QWhat was the weekly growth rate of the on-chain value of RWA assets, and what was the total value reached by January 13, 2026?

AThe on-chain value of RWA assets grew by 6.23% week-over-week, reaching a total of $20.81 billion by January 13, 2026.

QWhich RWA asset class saw the most significant percentage increase in value, and what was the growth amount and rate?

APrivate credit saw the most significant increase, growing by $900 million for a 39% gain, reaching a total of $3.2 billion.

QWhat key regulatory development is mentioned concerning stablecoin rewards in the GENIUS Act, and what are the proposed adjustments?

AThe latest crypto market structure draft proposes to ban paying interest solely for holding stablecoin balances.
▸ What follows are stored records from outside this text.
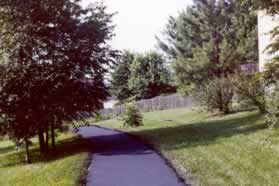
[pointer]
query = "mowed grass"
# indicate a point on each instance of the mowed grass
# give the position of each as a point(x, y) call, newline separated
point(236, 149)
point(61, 167)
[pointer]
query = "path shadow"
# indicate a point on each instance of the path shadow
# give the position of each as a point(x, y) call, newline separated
point(7, 149)
point(118, 144)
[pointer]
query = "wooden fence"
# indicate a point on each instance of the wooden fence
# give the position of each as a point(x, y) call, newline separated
point(157, 103)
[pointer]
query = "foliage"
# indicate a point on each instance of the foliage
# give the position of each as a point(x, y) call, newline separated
point(216, 94)
point(132, 116)
point(250, 90)
point(149, 76)
point(208, 41)
point(121, 75)
point(271, 6)
point(54, 58)
point(272, 117)
point(141, 76)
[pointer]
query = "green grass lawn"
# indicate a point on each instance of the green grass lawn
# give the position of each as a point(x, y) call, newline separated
point(61, 167)
point(236, 149)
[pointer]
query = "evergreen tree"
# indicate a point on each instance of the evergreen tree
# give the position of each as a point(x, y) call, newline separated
point(208, 41)
point(149, 76)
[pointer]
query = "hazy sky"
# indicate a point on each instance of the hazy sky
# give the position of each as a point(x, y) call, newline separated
point(138, 21)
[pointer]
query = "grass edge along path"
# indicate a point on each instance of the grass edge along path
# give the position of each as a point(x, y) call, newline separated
point(65, 166)
point(237, 149)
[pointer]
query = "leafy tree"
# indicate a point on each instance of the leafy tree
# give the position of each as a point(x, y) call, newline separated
point(149, 76)
point(54, 57)
point(120, 77)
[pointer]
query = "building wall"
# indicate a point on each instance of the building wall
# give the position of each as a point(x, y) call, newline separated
point(266, 24)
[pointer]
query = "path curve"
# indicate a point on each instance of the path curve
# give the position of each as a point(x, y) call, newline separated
point(120, 160)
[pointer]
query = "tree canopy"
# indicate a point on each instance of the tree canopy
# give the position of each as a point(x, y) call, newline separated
point(54, 57)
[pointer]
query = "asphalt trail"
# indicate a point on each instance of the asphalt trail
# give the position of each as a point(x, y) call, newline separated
point(120, 160)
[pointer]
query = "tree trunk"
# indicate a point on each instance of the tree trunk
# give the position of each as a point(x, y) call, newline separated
point(47, 140)
point(41, 141)
point(27, 153)
point(52, 135)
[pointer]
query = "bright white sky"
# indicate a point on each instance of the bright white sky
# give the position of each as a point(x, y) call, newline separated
point(138, 21)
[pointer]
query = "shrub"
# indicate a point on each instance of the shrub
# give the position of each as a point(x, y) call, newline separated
point(250, 91)
point(132, 116)
point(216, 94)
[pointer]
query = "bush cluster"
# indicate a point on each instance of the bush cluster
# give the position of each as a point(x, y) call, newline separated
point(132, 116)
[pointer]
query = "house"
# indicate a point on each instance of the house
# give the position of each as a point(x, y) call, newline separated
point(266, 24)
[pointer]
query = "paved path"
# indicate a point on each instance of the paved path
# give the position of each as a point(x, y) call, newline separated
point(120, 160)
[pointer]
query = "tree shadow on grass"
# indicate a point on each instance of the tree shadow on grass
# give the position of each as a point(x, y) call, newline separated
point(203, 133)
point(7, 149)
point(64, 148)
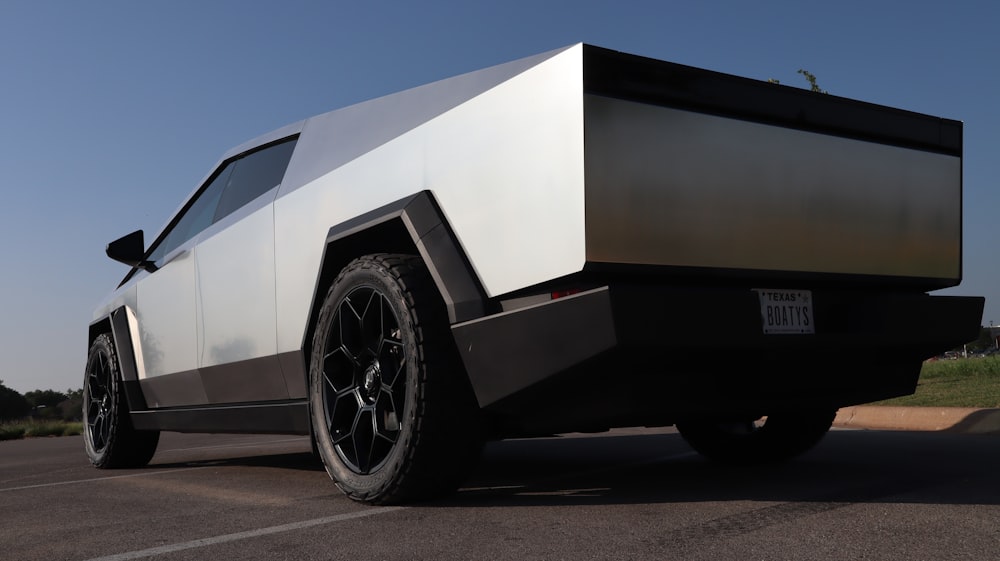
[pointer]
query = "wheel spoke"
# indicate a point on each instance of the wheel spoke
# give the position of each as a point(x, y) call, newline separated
point(362, 395)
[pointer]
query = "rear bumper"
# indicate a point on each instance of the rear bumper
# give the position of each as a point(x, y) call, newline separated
point(648, 354)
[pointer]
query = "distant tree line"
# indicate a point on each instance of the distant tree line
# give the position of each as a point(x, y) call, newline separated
point(44, 404)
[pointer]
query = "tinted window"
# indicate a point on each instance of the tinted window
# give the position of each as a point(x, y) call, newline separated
point(255, 174)
point(196, 218)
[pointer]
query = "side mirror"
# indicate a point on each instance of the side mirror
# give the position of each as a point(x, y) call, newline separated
point(130, 250)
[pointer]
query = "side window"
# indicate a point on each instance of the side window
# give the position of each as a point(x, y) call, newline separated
point(240, 181)
point(255, 174)
point(196, 218)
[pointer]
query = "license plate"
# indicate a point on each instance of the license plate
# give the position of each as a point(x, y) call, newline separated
point(786, 311)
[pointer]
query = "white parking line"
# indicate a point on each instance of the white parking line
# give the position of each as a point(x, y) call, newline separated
point(204, 542)
point(58, 483)
point(252, 444)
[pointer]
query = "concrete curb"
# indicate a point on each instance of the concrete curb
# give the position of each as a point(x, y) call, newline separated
point(965, 420)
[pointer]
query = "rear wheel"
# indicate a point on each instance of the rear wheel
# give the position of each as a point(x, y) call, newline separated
point(393, 414)
point(777, 438)
point(108, 435)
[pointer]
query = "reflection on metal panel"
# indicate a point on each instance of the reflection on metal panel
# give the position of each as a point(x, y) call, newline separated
point(236, 291)
point(506, 166)
point(165, 310)
point(679, 188)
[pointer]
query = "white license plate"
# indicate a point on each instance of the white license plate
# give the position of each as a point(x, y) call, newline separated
point(786, 311)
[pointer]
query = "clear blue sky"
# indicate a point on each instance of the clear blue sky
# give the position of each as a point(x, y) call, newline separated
point(111, 112)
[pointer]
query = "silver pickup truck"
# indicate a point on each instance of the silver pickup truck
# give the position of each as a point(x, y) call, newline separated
point(574, 241)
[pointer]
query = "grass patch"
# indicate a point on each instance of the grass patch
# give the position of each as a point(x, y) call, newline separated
point(966, 382)
point(29, 428)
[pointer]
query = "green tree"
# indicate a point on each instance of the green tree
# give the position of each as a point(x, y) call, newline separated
point(13, 405)
point(810, 77)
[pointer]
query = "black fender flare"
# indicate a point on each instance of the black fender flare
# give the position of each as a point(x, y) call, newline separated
point(117, 323)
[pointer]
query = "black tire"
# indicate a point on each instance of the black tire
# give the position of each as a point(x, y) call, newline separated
point(780, 437)
point(108, 434)
point(394, 416)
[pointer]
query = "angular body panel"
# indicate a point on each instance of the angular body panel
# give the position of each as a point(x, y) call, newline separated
point(660, 200)
point(679, 188)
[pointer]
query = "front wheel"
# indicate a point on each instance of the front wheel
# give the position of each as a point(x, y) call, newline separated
point(779, 437)
point(394, 416)
point(108, 435)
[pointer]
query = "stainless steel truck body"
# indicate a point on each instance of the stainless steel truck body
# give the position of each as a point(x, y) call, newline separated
point(577, 240)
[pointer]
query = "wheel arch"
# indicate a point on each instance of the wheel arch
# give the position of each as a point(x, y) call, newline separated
point(414, 225)
point(118, 325)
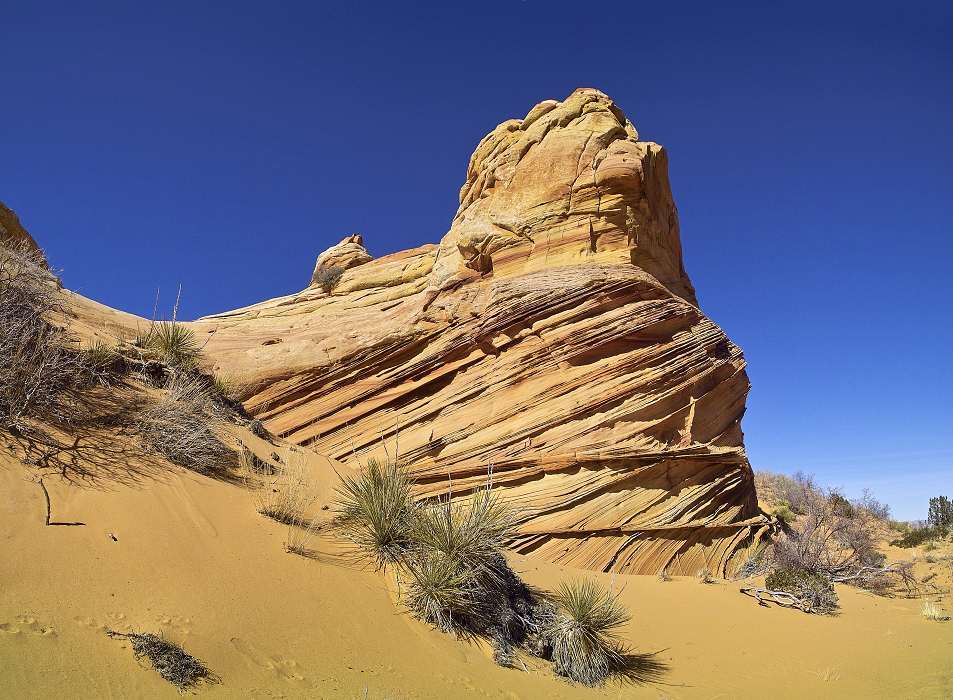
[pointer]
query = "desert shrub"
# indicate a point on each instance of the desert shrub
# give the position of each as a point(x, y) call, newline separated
point(459, 578)
point(800, 492)
point(870, 505)
point(840, 506)
point(288, 498)
point(825, 540)
point(172, 662)
point(940, 515)
point(39, 364)
point(172, 343)
point(583, 635)
point(472, 533)
point(782, 511)
point(250, 463)
point(813, 589)
point(442, 593)
point(931, 610)
point(179, 427)
point(917, 536)
point(328, 278)
point(375, 512)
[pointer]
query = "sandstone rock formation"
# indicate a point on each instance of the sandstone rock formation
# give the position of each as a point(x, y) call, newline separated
point(553, 336)
point(349, 253)
point(11, 231)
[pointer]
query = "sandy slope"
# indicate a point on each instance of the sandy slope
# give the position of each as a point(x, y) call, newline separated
point(192, 558)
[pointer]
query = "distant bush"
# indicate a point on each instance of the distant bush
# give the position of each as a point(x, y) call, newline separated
point(782, 511)
point(814, 589)
point(328, 278)
point(917, 536)
point(940, 513)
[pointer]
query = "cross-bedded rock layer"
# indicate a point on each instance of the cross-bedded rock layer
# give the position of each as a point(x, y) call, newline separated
point(552, 335)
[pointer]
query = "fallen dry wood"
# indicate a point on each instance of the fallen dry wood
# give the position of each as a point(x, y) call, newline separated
point(781, 598)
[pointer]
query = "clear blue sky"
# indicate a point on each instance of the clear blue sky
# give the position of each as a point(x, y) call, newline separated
point(224, 146)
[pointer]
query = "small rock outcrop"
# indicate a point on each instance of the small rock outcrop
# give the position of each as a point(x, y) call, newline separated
point(552, 337)
point(11, 231)
point(350, 252)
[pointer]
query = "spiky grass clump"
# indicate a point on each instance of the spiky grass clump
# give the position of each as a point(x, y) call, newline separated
point(175, 344)
point(179, 427)
point(932, 611)
point(583, 639)
point(375, 512)
point(472, 533)
point(171, 661)
point(288, 499)
point(328, 278)
point(442, 593)
point(38, 363)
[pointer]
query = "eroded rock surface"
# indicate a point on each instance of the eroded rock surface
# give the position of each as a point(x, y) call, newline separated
point(552, 335)
point(349, 253)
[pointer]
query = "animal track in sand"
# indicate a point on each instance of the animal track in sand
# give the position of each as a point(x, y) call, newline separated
point(286, 669)
point(176, 622)
point(110, 621)
point(27, 624)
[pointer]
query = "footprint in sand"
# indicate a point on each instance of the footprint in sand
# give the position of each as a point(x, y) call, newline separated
point(286, 669)
point(27, 624)
point(110, 621)
point(178, 623)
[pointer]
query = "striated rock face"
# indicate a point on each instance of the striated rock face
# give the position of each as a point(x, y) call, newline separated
point(349, 253)
point(552, 335)
point(12, 231)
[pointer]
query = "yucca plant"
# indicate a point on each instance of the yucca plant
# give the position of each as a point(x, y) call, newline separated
point(175, 344)
point(582, 637)
point(375, 512)
point(472, 533)
point(442, 593)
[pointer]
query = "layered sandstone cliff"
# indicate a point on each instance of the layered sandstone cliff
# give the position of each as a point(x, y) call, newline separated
point(552, 336)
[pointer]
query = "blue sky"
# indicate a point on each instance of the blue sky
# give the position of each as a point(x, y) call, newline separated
point(222, 146)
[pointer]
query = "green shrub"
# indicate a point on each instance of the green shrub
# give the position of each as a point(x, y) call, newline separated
point(172, 342)
point(375, 512)
point(920, 535)
point(782, 511)
point(940, 513)
point(328, 278)
point(813, 589)
point(583, 636)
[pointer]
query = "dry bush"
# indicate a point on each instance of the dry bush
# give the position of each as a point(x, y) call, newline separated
point(179, 427)
point(39, 363)
point(171, 661)
point(288, 498)
point(328, 278)
point(932, 611)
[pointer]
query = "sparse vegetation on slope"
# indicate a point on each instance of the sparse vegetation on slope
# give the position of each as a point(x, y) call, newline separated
point(450, 561)
point(583, 635)
point(171, 661)
point(328, 278)
point(178, 426)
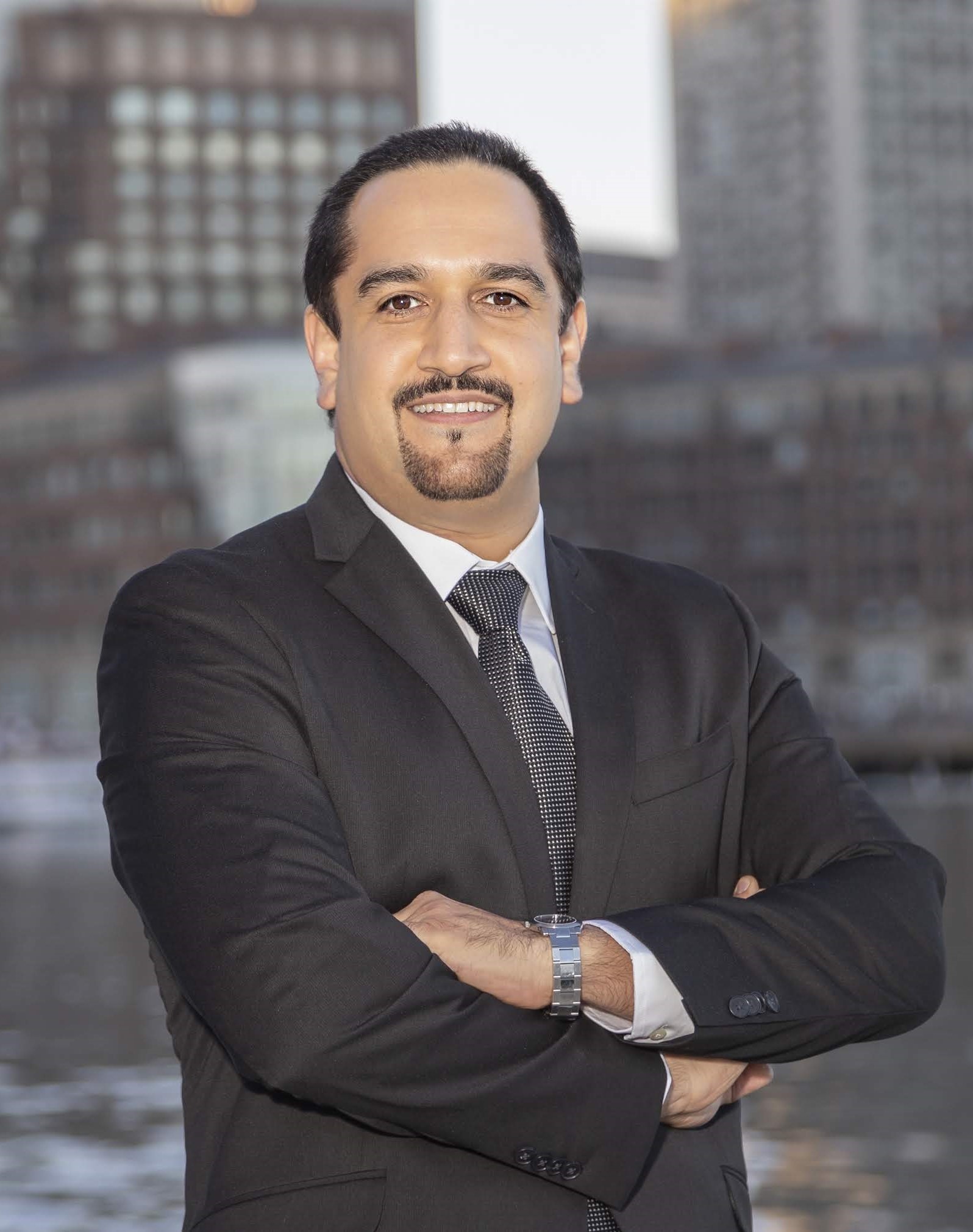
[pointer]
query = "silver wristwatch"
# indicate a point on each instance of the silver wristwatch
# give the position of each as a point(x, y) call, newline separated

Proposed adjustments include limiting rewards to transaction-related actions or restricting the provision of stablecoin yields to institutions holding only a U.S. OCC bank charter.

QAccording to the article, what was the total stablecoin volume in 2025 and which two stablecoins dominated this activity?

AThe total stablecoin transaction volume in 2025 reached a record $33 trillion. USDC, issued by Circle, led with $18.3 trillion in volume, followed by Tether's USDT with $13.3 trillion.

QWhat major policy change did South Korea implement regarding corporate investment in cryptocurrencies?

ASouth Korea's Financial Services Commission lifted a nine-year ban, allowing listed companies and professional investors to invest up to 5% of their net assets annually in the top 20 cryptocurrencies by market cap on the country's five major exchanges.